According to the Dallas Morning News, only a tiny handful of the state's 1,000-plus school districts have taken advantage thus far of their new ability under state law to declare financial exigency. By declaring such a financial emergency, districts gain leeway to break contractual commitments to teachers and other educators, fire them in the middle of the contractual term, and set aside procedural safeguards such as the provision of an independent hearing examiner in a hearing on a contested termination. So the minimal use of the law is good news indeed.
Texas AFT adamantly opposed the legislation last year that gave school districts this broad authority. Some 570 of you joined Texas AFT earlier this year in following up with comments to the commissioner of education, urging that his rules implementing this law set a high bar for the use of such extraordinary authority to abrogate contracts and undercut due process.
The Texas Association of School Administrators (superintendents) and Texas Association of School Boards pushed hard for the enactment of the new financial-emergency powers to break employment contracts last session, but now they are lamenting that the commissioner's rules require a 10-percent cut in per-pupil funding before the new powers are triggered.
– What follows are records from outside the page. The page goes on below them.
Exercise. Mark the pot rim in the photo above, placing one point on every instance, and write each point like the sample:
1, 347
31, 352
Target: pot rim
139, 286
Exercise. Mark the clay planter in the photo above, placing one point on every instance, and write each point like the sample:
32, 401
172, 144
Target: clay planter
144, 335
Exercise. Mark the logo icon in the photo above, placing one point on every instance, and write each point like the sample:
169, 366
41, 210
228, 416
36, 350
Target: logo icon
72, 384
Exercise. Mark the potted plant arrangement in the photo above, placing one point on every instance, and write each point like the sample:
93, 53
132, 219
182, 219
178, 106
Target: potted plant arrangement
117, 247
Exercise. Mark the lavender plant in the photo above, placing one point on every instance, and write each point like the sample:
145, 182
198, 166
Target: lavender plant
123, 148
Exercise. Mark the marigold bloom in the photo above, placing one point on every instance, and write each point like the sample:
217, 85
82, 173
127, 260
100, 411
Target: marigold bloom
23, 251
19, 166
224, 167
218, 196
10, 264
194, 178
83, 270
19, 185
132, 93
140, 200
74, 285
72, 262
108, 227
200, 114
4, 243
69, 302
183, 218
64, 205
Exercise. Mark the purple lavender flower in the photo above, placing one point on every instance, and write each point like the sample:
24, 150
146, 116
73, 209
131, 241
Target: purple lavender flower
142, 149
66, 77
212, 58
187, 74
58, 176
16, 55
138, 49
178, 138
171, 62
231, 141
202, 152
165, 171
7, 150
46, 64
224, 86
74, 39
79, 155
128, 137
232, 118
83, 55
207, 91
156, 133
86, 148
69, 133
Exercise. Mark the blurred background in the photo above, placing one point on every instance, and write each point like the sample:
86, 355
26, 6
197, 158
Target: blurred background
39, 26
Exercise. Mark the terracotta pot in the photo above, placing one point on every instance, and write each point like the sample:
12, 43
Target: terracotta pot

According to the Morning News, only five small districts in the Panhandle, South Texas, and West Texas have used the emergency authority thus far.
While the commissioner's rules by our lights should have been even more restrictive regarding declarations of financial exigency, we cannot quarrel with the philosophy stated by a spokeswoman for the Texas Education Agency in the Morning News article in response to the complaints from TASA and TASB: “Financial exigency is supposed to be the last step for school districts, hopefully after they have tried all other options to ease their financial problems.”